It's cold outside and I've just finished hauling in the rest of the firewood we had stacked in the barn. Hubster lit the main wood stove this morning and I need to get off my tookus and light the other one so the kids don't turn into popsicles.
I don't think I thank Hubster enough for getting that fire lit each winter morning. It's always so nice to come downstairs and have that orange glow to great me. I pour a cup of coffee that he made before heading off and I sit there, warming my hands, feeling safe and good.
He found this house for us. A coup de foudre, as they say in French. Standing in front of the big green gates, looking at it's beautiful symmetry and enormous windows, he was in love. It's funny how this place has changed us both, made both of us so happy to be in one place. So happy and content that we joke about spreading our ashes in the garden, next to the forever unfinished fence.
There is such a determination in Hubster about getting this place to be exactly as he would like it. Always ideas of how we can improve or change or make nicer the rooms, the space, or the outlook. This place is home and I don't think he, or I, have ever felt so connected to somewhere like we do here. We aren't from here, but we belong here. I know that.

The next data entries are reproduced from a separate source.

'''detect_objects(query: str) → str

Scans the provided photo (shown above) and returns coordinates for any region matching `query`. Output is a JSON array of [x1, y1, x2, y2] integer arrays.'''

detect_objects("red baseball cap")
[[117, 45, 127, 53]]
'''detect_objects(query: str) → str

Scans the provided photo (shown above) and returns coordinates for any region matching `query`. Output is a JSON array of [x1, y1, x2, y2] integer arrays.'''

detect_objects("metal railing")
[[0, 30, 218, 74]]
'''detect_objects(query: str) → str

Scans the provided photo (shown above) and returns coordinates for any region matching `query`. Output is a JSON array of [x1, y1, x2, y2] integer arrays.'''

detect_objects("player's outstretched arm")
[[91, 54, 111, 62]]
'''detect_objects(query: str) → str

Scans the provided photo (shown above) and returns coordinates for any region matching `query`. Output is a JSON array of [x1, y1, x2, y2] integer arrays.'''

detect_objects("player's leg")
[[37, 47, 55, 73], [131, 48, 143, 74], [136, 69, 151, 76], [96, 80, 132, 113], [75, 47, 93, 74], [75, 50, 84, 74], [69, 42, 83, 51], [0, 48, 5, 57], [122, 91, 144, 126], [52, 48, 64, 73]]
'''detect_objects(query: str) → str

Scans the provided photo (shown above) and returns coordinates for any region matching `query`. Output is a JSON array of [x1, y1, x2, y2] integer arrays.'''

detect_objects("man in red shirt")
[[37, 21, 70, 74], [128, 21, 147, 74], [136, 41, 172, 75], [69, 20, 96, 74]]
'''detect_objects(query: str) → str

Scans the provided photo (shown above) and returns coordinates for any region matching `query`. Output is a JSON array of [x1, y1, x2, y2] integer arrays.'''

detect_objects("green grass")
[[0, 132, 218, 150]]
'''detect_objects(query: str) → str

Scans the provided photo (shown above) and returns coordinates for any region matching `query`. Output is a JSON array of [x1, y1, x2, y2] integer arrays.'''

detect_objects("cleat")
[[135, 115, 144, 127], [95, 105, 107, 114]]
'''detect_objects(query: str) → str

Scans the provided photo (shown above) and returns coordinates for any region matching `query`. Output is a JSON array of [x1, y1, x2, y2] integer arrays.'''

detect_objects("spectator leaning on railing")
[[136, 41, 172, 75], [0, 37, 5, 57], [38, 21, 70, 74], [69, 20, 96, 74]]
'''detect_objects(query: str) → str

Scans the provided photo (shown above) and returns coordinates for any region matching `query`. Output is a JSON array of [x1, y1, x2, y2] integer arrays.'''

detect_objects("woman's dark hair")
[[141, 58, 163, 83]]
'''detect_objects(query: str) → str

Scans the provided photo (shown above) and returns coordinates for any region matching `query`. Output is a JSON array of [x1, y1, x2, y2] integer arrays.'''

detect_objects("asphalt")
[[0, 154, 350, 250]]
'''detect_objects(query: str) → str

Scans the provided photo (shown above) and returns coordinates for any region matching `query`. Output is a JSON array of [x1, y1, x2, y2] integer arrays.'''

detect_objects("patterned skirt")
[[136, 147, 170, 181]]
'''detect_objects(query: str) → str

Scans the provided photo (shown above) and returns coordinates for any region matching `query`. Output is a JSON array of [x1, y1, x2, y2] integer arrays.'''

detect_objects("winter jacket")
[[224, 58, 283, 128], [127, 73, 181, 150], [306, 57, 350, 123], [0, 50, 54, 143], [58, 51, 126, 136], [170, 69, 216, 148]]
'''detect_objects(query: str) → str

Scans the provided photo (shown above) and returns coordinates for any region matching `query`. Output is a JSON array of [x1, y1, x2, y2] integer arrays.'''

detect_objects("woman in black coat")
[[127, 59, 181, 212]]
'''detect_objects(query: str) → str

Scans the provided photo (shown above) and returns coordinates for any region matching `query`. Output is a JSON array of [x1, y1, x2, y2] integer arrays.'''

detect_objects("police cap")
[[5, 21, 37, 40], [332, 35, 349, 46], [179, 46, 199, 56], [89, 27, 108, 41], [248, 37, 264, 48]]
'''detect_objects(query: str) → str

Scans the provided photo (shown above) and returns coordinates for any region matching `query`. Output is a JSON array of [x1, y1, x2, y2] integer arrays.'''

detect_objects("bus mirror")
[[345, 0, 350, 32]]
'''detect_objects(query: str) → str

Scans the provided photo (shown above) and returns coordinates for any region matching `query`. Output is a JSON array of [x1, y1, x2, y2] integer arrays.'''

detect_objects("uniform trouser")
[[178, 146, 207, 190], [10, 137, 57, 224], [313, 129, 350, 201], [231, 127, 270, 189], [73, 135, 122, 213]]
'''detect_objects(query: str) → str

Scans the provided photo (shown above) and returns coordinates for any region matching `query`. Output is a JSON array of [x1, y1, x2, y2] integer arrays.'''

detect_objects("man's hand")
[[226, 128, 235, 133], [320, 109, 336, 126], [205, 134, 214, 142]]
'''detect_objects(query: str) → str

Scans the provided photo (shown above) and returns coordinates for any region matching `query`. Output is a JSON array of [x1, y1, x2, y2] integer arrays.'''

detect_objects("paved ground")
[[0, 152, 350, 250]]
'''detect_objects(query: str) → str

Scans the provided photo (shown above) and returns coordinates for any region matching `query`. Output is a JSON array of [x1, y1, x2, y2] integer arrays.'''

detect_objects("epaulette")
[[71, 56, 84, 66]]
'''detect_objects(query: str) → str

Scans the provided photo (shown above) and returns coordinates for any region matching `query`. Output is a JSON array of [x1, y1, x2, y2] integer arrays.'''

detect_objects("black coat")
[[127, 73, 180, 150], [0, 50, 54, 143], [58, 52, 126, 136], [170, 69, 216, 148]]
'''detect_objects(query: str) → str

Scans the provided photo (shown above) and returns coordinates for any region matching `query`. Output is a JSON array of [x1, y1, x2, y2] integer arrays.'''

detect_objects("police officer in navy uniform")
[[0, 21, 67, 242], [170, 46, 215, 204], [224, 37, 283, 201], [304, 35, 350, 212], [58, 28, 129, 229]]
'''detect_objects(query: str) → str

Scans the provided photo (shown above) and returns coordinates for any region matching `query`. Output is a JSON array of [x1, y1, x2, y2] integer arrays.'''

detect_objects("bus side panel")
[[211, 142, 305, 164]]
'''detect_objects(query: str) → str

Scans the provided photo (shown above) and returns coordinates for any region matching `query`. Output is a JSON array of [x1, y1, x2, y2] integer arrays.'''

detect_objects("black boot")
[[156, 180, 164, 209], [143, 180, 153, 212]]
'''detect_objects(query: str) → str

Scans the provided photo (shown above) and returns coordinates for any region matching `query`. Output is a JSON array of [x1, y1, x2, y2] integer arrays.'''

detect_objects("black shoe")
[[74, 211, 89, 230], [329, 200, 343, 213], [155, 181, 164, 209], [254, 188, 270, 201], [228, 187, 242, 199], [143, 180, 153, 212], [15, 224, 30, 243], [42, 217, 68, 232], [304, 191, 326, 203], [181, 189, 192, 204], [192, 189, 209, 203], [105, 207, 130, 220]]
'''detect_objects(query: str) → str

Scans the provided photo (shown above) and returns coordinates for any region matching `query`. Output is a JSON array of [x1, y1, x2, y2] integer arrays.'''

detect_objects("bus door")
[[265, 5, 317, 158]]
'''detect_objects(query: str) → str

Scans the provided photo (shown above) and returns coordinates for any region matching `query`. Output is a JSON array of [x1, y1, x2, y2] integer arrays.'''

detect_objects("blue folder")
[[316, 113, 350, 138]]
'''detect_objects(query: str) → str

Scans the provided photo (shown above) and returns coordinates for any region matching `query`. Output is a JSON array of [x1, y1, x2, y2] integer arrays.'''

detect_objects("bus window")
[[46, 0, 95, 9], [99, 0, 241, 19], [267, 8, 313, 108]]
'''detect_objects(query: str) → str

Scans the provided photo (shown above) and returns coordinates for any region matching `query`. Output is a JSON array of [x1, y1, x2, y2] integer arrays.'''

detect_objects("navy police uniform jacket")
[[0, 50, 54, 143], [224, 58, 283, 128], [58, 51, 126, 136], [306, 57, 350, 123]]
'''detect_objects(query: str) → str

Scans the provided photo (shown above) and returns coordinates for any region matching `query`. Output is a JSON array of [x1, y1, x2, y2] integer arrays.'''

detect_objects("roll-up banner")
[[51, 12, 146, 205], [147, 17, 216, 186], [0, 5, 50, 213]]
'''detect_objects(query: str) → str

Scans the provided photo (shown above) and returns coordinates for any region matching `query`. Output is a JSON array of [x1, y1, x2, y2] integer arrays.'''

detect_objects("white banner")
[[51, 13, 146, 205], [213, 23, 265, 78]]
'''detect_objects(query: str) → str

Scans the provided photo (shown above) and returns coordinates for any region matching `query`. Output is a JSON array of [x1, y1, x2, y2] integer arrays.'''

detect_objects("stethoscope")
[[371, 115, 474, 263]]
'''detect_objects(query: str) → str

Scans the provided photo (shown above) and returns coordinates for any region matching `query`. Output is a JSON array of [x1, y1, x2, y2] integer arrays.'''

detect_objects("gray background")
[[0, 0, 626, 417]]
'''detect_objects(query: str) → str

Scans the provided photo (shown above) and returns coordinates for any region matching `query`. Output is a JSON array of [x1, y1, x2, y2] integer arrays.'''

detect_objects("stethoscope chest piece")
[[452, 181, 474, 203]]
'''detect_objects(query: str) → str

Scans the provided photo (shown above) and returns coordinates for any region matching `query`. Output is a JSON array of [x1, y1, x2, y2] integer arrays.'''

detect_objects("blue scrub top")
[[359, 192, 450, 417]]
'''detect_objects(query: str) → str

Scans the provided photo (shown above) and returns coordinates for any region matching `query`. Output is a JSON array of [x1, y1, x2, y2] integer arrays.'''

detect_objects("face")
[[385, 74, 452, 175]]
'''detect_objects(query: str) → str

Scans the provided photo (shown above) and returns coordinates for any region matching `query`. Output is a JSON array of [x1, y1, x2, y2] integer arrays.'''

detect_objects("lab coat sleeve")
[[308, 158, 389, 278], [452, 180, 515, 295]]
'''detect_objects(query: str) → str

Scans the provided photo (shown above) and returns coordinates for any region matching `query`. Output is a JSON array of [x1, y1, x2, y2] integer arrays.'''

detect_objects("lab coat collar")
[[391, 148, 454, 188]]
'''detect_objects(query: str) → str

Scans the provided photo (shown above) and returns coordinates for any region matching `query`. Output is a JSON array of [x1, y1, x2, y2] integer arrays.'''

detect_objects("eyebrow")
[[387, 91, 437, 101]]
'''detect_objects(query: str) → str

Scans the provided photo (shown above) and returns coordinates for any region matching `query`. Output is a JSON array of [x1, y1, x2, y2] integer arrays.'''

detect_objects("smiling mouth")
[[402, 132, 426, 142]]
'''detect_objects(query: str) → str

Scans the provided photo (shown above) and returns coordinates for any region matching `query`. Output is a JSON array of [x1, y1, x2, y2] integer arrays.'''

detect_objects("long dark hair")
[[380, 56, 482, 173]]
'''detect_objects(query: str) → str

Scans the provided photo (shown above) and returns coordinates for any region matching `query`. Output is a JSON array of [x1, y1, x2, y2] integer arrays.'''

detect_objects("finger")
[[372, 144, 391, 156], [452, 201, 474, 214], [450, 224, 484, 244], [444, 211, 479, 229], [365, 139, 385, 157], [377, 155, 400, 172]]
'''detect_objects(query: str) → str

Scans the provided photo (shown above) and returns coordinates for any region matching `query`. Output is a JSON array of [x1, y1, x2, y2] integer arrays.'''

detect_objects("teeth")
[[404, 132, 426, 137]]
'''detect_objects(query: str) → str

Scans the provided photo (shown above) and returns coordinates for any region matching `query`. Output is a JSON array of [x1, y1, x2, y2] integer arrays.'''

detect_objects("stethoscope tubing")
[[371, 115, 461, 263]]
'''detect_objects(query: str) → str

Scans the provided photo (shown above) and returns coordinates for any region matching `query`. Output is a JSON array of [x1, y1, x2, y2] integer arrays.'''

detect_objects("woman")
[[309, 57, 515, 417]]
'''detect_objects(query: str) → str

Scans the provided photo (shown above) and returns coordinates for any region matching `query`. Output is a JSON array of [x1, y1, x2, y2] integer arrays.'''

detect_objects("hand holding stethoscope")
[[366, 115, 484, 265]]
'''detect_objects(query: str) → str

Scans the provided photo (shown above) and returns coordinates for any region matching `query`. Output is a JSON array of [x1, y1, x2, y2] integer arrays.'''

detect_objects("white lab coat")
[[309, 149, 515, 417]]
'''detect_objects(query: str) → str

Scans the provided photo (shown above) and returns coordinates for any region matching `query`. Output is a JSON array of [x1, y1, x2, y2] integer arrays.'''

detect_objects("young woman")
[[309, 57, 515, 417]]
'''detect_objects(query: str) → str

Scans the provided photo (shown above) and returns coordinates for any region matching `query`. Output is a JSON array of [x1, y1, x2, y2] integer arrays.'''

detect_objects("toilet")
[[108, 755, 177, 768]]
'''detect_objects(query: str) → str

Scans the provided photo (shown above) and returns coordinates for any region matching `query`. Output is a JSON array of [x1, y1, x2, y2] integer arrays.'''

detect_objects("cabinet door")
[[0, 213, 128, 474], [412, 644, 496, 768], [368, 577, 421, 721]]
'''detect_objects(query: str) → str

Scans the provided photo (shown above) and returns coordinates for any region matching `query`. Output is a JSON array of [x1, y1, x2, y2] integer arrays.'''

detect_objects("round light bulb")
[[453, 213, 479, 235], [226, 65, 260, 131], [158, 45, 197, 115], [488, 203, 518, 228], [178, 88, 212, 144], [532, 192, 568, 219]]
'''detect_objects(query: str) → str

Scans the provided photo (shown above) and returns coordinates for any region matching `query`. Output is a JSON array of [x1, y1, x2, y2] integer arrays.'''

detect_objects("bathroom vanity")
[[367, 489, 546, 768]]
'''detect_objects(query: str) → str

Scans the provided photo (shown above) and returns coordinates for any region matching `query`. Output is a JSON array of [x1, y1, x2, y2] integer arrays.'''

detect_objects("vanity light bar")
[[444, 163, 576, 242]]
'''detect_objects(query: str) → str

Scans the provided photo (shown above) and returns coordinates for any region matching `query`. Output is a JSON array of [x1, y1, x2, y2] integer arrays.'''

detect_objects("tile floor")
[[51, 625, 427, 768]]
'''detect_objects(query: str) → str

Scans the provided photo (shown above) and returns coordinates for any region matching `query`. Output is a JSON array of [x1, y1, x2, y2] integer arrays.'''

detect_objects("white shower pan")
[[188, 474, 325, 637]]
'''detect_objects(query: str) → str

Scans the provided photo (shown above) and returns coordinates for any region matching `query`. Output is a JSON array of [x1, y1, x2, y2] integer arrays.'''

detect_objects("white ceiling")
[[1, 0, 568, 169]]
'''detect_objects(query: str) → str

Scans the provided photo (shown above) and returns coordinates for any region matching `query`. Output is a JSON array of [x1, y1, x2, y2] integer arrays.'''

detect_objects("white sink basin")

Our life in this rural world has mellowed us both. Taught us a lot about patience, neighbours, and how to keep the peace. It's also showed us that it doesn't matter how much money you make, you'll never have enough and what's really important is what you do on those days you don't go to the office.
We have been blessed with a beautiful place, a beautiful life, a beautiful family.
I'm going to get that other stove lit now. Make the lounge nice and warm so that when Hubster gets home tonight, he can sit in that room he made lovely and be at ease. I'm glad he loved this house. Just a shame I don't think I'll ever love it as much as I love him.
Happy day after your birthday, sweetie.